DORA se leyó al principio como una norma bancaria. En la práctica su efecto más amplio recae sobre las empresas tecnológicas que dan servicio a entidades financieras, porque las obligaciones les llegan por vía contractual aunque el reglamento no las cite.

A quién alcanza

Directamente, a un catálogo amplio de entidades financieras: bancos, aseguradoras, gestoras, entidades de pago, proveedores de servicios de criptoactivos y, entre otras, las propias corredurías. Indirectamente, a cualquier proveedor de servicios TIC de esas entidades, que recibe las exigencias trasladadas al contrato de prestación de servicios.

Los cinco bloques de obligaciones

Gestión del riesgo TIC con implicación del órgano de dirección, notificación de incidentes graves, pruebas de resiliencia operativa digital, gestión del riesgo de terceros con un registro de acuerdos, y mecanismos de intercambio de información sobre amenazas. El bloque de terceros es el que más trabajo administrativo genera, porque obliga a mantener un registro estructurado de todos los acuerdos TIC y a poder identificar cuáles soportan funciones esenciales.

Las cláusulas contractuales que ahora hay que negociar

Descripción completa del servicio, niveles de rendimiento, ubicación del tratamiento de datos, derechos de acceso e inspección, obligaciones de cooperación ante incidentes y estrategias de salida ordenada.
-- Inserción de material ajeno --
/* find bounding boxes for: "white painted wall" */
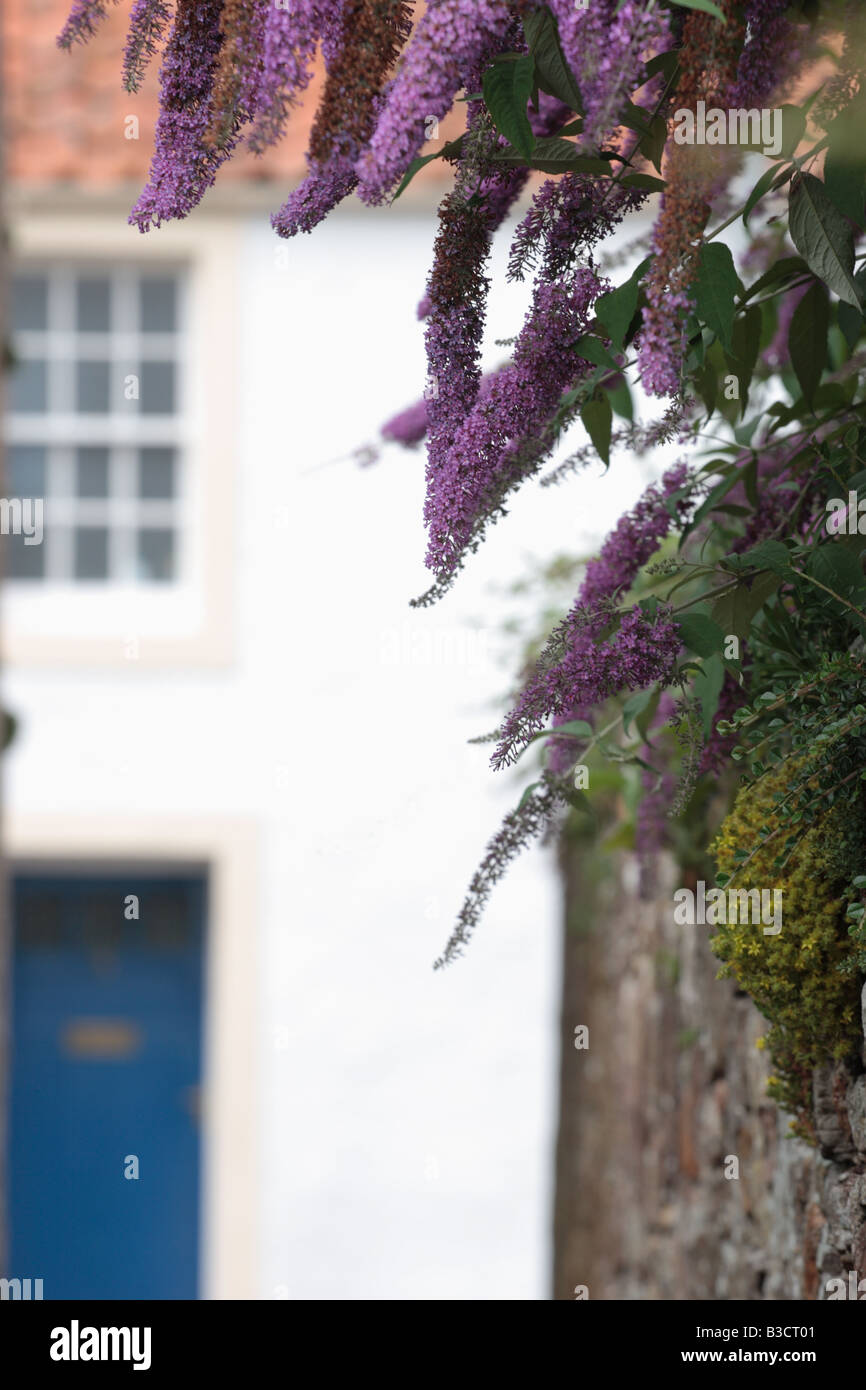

Para el proveedor tecnológico esto significa aceptar auditorías y compromisos de continuidad que su contrato anterior probablemente no contemplaba, con el consiguiente aumento de su propia exposición.

Qué mirar en el seguro

En la entidad financiera, que el ciberseguro contemple la interrupción originada en un proveedor TIC, que es exactamente el escenario que DORA quiere prevenir. En el proveedor tecnológico, que su responsabilidad civil profesional cubra el incumplimiento de niveles de servicio y las penalizaciones contractuales, porque los nuevos contratos las incorporan con importes muy superiores a los habituales hasta ahora.